Gabriel volvió a notar el tirón en la nuca y la inyección cálida en las venas. Aunque eran diez hombres, por protegerse del frío se habían agrupado alrededor de la hoguera, y la influencia irresistible del Habla los alcanzó a todos a la vez.
Los diez se estremecieron de terror y se prosternaron ante Kiru suplicando clemencia.
– Quedaos aquí -ordenó Kiru-. Tú, hombre grande, levántate y ven.
Ni con el hacha resultó fácil romper las cadenas, pero después de quince o veinte golpes el jefe de los mercenarios lo consiguió. Aunque a duras penas, Atlas consiguió levantarse. La resistencia de aquellos inmortales era increíble.
– Te doy las gracias por salvarme de este tormento. Ven conmigo.
– Kiru no te recuerda.
Ella podía sonar sincera, pero Gabriel se dio cuenta de que muy dentro de sus recuerdos fallidos, en alguna conexión neuronal rota, había una cicatriz mal curada que le dolía como las adherencias después de una operación.
– Puedo hacer que vuelvas a recordarme, y quizá entonces entenderías lo que hice -dijo Atlas.
– Kiru no te recuerda. Kiru no confía en ti.

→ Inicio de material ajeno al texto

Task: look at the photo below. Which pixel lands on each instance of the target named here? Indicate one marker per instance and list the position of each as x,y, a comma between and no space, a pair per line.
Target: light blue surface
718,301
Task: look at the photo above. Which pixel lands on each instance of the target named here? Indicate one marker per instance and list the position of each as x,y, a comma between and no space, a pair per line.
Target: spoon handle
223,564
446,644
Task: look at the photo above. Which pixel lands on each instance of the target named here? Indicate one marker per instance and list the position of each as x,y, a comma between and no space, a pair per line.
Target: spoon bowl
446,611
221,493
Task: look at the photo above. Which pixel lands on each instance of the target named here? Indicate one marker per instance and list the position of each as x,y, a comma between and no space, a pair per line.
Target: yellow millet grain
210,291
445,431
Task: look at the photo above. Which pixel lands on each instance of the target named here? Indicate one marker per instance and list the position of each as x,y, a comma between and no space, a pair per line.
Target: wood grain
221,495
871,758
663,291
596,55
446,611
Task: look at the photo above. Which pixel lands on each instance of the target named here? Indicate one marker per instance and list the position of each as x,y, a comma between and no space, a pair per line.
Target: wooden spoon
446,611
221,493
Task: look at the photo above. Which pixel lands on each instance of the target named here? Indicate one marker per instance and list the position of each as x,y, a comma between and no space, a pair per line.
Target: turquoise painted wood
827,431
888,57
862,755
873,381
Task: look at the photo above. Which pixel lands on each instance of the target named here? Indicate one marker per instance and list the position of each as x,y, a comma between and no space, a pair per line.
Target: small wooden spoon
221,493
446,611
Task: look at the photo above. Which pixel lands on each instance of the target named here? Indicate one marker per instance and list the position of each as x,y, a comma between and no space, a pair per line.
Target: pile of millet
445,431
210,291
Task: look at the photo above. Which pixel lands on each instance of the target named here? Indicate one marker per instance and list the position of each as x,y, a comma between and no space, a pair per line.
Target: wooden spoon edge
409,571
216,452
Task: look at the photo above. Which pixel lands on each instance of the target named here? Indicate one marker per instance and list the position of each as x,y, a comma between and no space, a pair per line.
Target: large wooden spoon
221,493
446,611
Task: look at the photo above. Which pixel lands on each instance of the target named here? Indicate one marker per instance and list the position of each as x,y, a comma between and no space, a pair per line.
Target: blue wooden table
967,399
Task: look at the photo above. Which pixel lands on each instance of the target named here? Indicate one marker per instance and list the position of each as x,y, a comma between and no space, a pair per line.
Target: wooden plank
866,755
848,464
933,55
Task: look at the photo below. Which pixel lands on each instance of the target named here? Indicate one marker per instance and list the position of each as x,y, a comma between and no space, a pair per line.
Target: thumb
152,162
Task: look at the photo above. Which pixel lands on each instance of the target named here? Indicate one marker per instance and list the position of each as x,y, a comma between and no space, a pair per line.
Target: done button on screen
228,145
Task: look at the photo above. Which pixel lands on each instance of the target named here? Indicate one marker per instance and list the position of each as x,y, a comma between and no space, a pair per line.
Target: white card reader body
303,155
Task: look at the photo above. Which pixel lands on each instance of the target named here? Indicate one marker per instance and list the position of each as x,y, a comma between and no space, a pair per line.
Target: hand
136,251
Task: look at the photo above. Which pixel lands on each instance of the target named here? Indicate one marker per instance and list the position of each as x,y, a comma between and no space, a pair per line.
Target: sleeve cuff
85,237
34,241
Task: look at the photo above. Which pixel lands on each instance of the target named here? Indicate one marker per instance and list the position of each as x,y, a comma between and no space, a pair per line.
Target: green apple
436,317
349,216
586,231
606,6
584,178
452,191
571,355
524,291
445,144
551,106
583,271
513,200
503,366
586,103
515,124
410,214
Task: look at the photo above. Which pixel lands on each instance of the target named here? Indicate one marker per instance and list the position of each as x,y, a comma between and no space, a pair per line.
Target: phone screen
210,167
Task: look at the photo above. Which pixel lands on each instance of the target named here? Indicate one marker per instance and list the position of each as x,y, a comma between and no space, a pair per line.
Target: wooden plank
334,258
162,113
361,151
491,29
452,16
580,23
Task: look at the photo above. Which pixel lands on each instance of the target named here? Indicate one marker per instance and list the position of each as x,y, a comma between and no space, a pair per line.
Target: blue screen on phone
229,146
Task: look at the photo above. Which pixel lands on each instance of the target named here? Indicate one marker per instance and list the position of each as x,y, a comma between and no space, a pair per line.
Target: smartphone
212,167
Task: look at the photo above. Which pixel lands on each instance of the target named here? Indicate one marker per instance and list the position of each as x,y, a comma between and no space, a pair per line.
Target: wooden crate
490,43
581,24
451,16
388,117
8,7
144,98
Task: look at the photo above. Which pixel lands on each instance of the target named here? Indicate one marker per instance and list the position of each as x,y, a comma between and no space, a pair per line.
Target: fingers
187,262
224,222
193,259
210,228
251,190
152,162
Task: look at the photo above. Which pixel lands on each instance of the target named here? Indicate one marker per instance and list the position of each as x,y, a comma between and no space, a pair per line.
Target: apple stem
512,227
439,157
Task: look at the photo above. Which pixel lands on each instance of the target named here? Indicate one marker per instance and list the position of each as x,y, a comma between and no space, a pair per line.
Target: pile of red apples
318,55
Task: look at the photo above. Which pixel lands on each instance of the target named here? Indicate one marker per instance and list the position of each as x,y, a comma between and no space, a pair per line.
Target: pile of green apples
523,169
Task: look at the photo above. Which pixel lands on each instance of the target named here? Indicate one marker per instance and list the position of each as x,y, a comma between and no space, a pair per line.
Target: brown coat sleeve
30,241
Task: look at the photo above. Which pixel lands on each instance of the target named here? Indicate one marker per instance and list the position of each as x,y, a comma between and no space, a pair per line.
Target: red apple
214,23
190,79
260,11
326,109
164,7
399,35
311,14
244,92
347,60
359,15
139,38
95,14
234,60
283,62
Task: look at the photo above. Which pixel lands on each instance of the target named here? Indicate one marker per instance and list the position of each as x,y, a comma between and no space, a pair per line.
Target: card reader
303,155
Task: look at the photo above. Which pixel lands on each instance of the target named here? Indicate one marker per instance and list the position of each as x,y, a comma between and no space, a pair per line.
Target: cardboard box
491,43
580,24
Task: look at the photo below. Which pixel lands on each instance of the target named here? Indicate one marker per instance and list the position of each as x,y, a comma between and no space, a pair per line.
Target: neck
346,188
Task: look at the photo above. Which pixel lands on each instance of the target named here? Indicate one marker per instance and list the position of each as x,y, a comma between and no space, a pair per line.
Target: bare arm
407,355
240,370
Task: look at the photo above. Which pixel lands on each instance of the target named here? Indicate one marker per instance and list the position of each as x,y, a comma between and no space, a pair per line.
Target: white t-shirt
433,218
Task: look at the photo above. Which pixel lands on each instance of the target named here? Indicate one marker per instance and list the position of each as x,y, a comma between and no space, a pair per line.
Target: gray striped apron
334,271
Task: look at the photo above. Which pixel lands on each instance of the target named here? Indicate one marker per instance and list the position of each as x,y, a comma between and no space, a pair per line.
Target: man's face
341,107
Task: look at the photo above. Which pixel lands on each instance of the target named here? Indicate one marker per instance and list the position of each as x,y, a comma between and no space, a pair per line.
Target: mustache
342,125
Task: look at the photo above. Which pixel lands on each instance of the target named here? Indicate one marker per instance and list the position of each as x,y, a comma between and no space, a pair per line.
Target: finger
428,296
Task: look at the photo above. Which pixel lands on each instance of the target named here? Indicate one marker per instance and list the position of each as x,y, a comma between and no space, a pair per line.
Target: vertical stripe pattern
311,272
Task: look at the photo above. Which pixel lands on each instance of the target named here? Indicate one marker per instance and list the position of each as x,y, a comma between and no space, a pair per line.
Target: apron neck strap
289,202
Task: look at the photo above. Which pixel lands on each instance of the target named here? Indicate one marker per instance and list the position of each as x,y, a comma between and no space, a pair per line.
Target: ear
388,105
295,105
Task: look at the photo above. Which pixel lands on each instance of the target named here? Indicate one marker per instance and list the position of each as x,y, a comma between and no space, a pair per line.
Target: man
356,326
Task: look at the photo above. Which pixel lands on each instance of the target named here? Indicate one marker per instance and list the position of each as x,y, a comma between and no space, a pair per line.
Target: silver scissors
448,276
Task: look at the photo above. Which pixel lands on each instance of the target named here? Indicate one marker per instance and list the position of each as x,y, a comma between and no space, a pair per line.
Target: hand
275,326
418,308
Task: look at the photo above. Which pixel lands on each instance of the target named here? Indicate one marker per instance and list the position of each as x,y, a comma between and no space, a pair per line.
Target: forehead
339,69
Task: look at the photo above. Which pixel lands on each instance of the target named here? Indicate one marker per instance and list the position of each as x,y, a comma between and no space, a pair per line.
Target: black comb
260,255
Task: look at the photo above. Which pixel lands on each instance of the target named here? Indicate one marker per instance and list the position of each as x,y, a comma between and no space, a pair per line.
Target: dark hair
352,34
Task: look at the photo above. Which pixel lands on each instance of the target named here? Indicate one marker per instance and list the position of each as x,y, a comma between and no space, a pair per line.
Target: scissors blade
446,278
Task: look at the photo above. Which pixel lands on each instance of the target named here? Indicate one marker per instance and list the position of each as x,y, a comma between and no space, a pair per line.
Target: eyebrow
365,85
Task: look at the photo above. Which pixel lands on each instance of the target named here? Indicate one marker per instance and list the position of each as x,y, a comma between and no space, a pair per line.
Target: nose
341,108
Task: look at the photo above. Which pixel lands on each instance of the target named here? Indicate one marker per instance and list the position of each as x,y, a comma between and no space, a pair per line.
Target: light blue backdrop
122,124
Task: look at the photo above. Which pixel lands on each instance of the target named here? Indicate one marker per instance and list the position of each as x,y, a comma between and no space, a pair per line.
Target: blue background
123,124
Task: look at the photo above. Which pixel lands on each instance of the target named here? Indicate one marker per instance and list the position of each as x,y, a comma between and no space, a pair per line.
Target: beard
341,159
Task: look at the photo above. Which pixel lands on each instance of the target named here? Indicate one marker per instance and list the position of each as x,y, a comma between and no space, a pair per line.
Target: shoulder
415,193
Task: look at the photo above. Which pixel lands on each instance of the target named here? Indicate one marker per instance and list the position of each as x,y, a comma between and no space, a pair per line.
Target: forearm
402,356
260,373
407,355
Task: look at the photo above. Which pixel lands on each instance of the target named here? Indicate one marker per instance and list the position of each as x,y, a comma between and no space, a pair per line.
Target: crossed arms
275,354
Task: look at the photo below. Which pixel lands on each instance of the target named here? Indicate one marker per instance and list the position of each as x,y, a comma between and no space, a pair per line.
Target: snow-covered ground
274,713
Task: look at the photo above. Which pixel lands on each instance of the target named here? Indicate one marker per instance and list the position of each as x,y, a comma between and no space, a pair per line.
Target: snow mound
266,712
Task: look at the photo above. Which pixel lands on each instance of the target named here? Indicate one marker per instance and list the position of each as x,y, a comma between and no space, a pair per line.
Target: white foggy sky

– Entonces, ¿por qué me has salvado?
Kiru apretó los dientes y miró con odio a Atlas. Después se dio la vuelta y se alejó de allí, sin mirar atrás.
Ella misma ignoraba la razón de sus actos, pero Gabriel la comprendió. Aunque Kiru no recordaba a Atlas, seguía sintiendo amor por él.
Y por eso mismo le odiaba.
Cuando Kiru pasó junto a la hoguera, los mercenarios ya se habían perdido ladera abajo. «Hacéis bien», pensó Gabriel. Lo mejor para ellos era huir de la Atlántida. Si Isashara y Minos les ponían la mano encima, acabarían sacrificados bajo la cúpula de oricalco o sufriendo algún tormento peor.
Kiru sintió la tentación de volver la cabeza hacia la cima, pero la resistió. Gabriel se quedó con la curiosidad de ver qué hacía Atlas. Sabía que Kiru e Isashara habían sobrevivido a lo largo de los siglos. Sospechaba que Minos también, e incluso tenía una teoría sobre su posible identidad: el abuelo Kosmos.